Concernant le racisme, en revanche, nous devons regarder en face nos démons. Sans tout mélanger. La question de la xénophobie, bien réelle, et celle de l’« islamophobie », parfois brandie par des associations intégristes souhaitant faire passer toute perquisition dans une mosquée salafiste ou la loi interdisant les signes religieux trop voyants à l’école publique pour du racisme.

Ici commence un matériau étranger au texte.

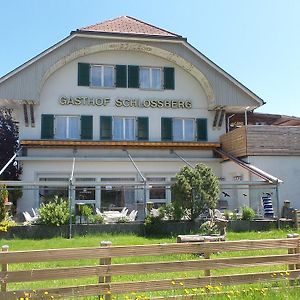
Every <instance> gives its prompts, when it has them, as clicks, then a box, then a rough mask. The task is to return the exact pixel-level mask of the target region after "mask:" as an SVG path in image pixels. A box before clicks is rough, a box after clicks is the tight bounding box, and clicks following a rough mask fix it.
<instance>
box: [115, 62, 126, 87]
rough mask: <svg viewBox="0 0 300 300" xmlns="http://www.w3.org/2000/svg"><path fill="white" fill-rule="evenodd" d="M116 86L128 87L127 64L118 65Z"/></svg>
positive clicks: (119, 86) (117, 65) (116, 86)
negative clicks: (127, 83) (126, 64)
mask: <svg viewBox="0 0 300 300" xmlns="http://www.w3.org/2000/svg"><path fill="white" fill-rule="evenodd" d="M116 87H127V66H125V65H116Z"/></svg>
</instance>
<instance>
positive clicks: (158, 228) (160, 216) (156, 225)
mask: <svg viewBox="0 0 300 300" xmlns="http://www.w3.org/2000/svg"><path fill="white" fill-rule="evenodd" d="M144 225H145V232H146V234H150V235H152V234H153V235H157V234H160V233H161V231H162V228H163V217H162V215H159V216H157V217H154V216H151V215H149V216H147V217H146V218H145V221H144Z"/></svg>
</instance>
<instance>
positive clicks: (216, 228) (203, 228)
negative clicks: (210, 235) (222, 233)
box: [199, 221, 220, 235]
mask: <svg viewBox="0 0 300 300" xmlns="http://www.w3.org/2000/svg"><path fill="white" fill-rule="evenodd" d="M199 231H200V234H202V235H212V234H220V230H219V228H218V226H217V224H216V223H215V222H213V221H206V222H204V223H202V224H201V226H200V229H199Z"/></svg>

La réalité, c’est que Donald Trump, capable de proposer de ficher les musulmans, serait considéré comme d’extrême droite en France. Comme l’est Marion Maréchal-Le Pen. Nous subissons aussi moins de « hate crimes ». Ils ont explosé au lendemain du 11 septembre et triplé en Angleterre après les attentats de… Paris. En France, nous sommes touchés par quelques agressions de femmes voilées, des tags contre des mosquées, des cimetières profanés (juifs, chrétiens ou musulmans) et par la montée du Front national au détriment de l’égalité et de la fraternité.

Ce diagnostic posé, la meilleure façon de résister est claire. Combattre le terrorisme avec nos alliés, chacun à partir de son modèle. Au nom de valeurs universelles partagées, antidotes à la fois aux fanatiques et aux racistes.